Médiateur scolaire : déconstruire la violence du quotidien

Début octobre, un adolescent de 15 ans a été poignardé à mort aux Lilas en Seine-Saint-Denis, en marge d’un cours de sport. Pour tenter d’éviter ces drames, des médiateurs travaillent au quotidien à déconstruire la violence dans des collèges du réseau d’éducation prioritaire.

 Bangaly Bamba, médiateur au collège à Bagnolet, tente de développer les comportements citoyens et de prévenir les conflits

Il y a tout juste deux semaines, Kewi, un adolescent de 15 ans a été tué lors d’une rixe aux Lilas, en Seine-Saint-Denis, en marge d’un cours de sport. Un drame qui survient un an après la mort d’un autre jeune garçon, Aboubakar, 13 ans, lui aussi tué aux Lilas dans une rixe entre bandes. Pour tenter d’éviter ces drames, 72 médiateurs sont déployés dans les collèges du réseau d’éducation prioritaire et les écoles élémentaires qui y sont rattachées. Leur mission : développer les comportements citoyens et prévenir les violences.

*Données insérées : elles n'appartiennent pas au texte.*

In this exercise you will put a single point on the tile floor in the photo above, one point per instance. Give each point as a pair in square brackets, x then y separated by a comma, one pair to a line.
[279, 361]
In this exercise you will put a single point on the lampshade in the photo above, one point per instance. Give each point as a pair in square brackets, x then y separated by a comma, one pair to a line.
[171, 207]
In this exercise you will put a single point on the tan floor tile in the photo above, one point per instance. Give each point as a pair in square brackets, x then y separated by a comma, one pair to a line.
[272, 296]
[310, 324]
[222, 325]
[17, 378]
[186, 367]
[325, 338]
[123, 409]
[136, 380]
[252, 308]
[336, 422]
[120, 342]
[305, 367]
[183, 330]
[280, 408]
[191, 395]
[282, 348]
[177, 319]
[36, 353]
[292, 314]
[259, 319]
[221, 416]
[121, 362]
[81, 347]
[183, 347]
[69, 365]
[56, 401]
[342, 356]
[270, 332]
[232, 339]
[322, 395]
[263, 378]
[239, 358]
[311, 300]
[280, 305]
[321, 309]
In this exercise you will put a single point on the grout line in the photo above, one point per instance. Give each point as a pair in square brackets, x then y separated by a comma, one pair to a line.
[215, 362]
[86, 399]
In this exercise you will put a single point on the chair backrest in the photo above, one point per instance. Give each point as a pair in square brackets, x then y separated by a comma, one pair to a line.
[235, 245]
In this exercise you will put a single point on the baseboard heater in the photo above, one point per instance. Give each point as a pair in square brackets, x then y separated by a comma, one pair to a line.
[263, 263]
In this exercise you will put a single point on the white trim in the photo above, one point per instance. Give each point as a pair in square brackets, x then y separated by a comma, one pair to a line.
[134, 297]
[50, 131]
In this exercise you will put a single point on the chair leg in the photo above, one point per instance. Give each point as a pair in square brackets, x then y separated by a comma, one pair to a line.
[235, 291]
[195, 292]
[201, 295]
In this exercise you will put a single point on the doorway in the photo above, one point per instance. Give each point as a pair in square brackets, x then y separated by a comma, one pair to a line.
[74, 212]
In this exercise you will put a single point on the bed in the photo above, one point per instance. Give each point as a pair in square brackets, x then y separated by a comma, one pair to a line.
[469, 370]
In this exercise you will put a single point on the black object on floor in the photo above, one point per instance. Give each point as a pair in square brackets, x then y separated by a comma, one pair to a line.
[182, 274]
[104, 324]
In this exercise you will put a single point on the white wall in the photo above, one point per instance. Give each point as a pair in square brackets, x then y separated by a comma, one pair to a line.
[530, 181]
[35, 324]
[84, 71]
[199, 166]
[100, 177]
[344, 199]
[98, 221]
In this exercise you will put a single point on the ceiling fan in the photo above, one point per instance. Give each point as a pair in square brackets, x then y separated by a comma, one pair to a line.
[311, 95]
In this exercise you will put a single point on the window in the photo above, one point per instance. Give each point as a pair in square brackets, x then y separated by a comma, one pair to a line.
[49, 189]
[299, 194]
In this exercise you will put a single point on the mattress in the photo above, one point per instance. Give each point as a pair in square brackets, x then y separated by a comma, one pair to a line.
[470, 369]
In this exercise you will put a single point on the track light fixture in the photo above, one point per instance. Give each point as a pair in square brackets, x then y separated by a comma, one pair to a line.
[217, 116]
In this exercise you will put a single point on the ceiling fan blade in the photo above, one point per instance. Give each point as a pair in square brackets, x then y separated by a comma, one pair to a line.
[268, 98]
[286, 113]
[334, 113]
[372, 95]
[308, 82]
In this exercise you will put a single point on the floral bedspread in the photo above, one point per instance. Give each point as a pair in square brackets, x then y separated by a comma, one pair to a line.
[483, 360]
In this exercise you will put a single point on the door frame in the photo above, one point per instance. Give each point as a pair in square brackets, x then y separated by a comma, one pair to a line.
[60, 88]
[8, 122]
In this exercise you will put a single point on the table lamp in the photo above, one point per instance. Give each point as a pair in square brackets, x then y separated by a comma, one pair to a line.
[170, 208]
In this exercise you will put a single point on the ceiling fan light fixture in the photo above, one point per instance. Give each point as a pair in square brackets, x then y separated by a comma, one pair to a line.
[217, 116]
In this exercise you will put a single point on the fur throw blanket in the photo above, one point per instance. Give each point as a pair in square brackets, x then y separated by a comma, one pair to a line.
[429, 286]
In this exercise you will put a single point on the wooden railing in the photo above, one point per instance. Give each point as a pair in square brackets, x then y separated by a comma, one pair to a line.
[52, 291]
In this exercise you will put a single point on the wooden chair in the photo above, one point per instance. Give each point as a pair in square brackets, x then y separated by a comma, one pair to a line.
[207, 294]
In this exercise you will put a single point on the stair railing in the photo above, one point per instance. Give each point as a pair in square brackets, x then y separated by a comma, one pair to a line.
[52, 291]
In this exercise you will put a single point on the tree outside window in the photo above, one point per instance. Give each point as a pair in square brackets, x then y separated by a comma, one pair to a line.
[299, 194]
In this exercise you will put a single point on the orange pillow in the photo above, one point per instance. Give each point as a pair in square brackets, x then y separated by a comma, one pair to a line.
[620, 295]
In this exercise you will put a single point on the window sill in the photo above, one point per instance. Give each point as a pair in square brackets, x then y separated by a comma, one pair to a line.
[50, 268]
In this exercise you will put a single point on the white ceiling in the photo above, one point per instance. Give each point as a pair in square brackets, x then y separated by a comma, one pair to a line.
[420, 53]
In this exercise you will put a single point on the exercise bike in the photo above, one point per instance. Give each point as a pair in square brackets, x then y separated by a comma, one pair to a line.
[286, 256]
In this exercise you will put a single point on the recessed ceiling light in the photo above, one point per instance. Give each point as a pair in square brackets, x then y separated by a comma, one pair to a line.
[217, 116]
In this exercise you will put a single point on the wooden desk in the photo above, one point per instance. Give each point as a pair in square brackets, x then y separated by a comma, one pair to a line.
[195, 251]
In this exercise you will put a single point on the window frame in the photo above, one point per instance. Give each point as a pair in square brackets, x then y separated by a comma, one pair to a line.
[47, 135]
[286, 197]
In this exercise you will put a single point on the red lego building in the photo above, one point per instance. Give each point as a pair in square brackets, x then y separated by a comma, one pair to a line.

Le calme règne en ce début d’après-midi au collège Jean Jaurès de Pantin. Mais ce n’est pas le cas tous les jours dans cet établissement classé REP+, réseau d’éducation prioritaire. On est ici dans un quartier où se concentrent les difficultés sociales, où la violence fait partie du quotidien et s’invite jusque dans les cours de récréation et les salles de classe. Ce lundi d’octobre, dans son petit bureau aux canapés gris répartis autour d’une table ronde, Marie Cotte, la médiatrice, a choisi de travailler avec des élèves de 5e sur la communication non-violente.
Autour de sa table ronde, Marie Cotte, médiatrice au collège à Pantin, fait réfléchir les élèves à la communication non violente
Autour de sa table ronde, Marie Cotte, médiatrice au collège à Pantin, fait réfléchir les élèves à la communication non violente• Crédits : Rosalie Lafarge - Radio France
Une personne de confiance

"Dans ces séances là, on aide les autres et les autres nous aident, cela permet d’avoir moins de conflit avec les camarades", expliquent des élèves. "Si je ne me sens pas bien, je sais que je peux aller la voir et lui faire confiance, elle est plus concentrée sur nous que sur les études, elle fait attention à nous, c’est un peu comme un psy, on peut lui parler de tout ce qu’on a au fond de nous", poursuivent-ils. "_Il y a beaucoup moins de bagarre depuis qu’elle est là, parce qu’_elle a su donner des conseils sur le fait qu’il ne faut pas se taper, mais plutôt discuter", ajoutent encore deux garçons.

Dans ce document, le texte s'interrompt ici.